As he struggled through childhood Quinn Bradlee developed a thick skin, an acute sense of insight and a determination to not allow his condition to hold him back.

His account of boarding school, of his battles with inner demons, his gradual realization that he had so much to offer and his determination to stand up for others with his condition who had no voice, make up the heart of his first book. His latest book traces the family influences that made that courage possible.

His inspiration was his mother’s father, General William Quinn, or ‘Dandy,’ a deeply proud Irishman who was one of the top intelligence officers in the U.S. Army during World War II.

The disabled grandchild and the hard-bitten general hit it off big when Quinn was growing up.
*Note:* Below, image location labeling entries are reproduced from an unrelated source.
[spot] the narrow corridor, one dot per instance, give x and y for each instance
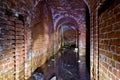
(65, 65)
(60, 39)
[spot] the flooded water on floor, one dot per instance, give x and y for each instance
(65, 65)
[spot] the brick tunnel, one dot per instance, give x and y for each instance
(62, 39)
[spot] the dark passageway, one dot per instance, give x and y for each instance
(60, 39)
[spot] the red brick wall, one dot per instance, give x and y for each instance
(105, 41)
(109, 42)
(22, 42)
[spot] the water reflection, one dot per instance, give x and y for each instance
(65, 65)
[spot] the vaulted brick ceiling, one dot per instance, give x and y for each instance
(74, 9)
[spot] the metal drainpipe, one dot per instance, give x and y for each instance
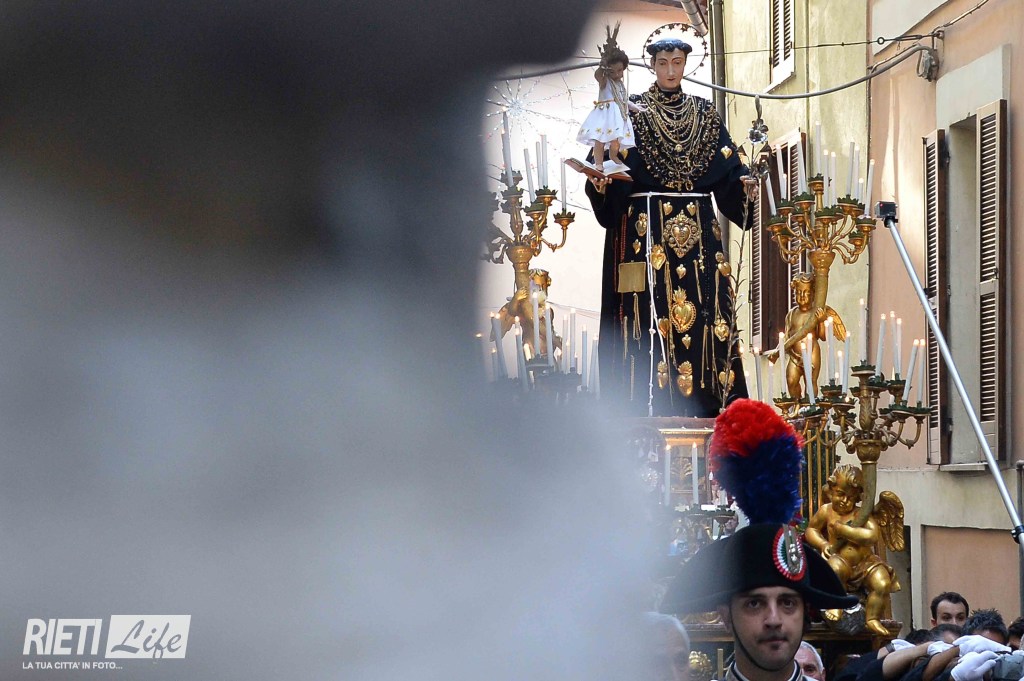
(716, 8)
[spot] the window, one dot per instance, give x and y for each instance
(972, 155)
(781, 32)
(770, 275)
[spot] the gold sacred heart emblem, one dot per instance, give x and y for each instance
(663, 374)
(682, 311)
(684, 381)
(657, 257)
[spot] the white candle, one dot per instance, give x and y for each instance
(909, 373)
(856, 170)
(562, 166)
(694, 466)
(818, 163)
(757, 370)
(835, 178)
(506, 150)
(805, 349)
(829, 349)
(921, 373)
(595, 373)
(898, 351)
(846, 367)
(571, 338)
(520, 359)
(867, 188)
(496, 330)
(528, 174)
(882, 344)
(668, 475)
(850, 175)
(550, 340)
(544, 160)
(801, 170)
(583, 360)
(535, 302)
(862, 334)
(780, 174)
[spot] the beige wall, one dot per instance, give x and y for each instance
(958, 525)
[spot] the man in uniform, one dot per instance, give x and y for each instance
(763, 581)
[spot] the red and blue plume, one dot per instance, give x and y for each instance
(757, 457)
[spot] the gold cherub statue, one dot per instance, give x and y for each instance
(520, 305)
(849, 547)
(806, 317)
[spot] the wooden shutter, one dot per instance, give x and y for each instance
(991, 177)
(937, 288)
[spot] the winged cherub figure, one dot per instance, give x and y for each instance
(850, 548)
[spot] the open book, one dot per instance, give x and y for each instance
(612, 169)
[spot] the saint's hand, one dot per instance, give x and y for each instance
(750, 187)
(600, 183)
He developed his love of genealogy and Irish heritage from him and the general ensured that his grandson would never shirk a challenge, never fail to do his best and always stand up for what he believed.

Sally Quinn writes movingly in an earlier book A Different Life about what it is like for a parent to raise a special needs child, to see the loneliness when Quinn was always left out, lacking the social networking skills to fully integrate with classmates.
Yet neither she nor her boy gave up.

A Different Life sets the stage for A Life’s Work. The bond between Ben Bradlee and his son Quinn fill these pages. Bradlee is an outdoors man who likes nothing better than to leave the hurly burly of Washington for his beloved West Virginia retreat. Quinn is with him every step of the way.

Out on the land the two bond. Much of the narrative in the book describes the art of clearing brush, cutting down diseased trees, using chainsaws to improve the land.
The extraordinary aspect of the book about father and son bonding is that it is the father, who by the end of it, is learning from the son.

There cannot be too many people who can have that impact on the legendary Ben Bradlee, still hale and hearty at 89. Yet his son reaches him, explains vulnerability, takes him and his wife Sally on their own inner journey to understanding their son.
They and the world are much better for it.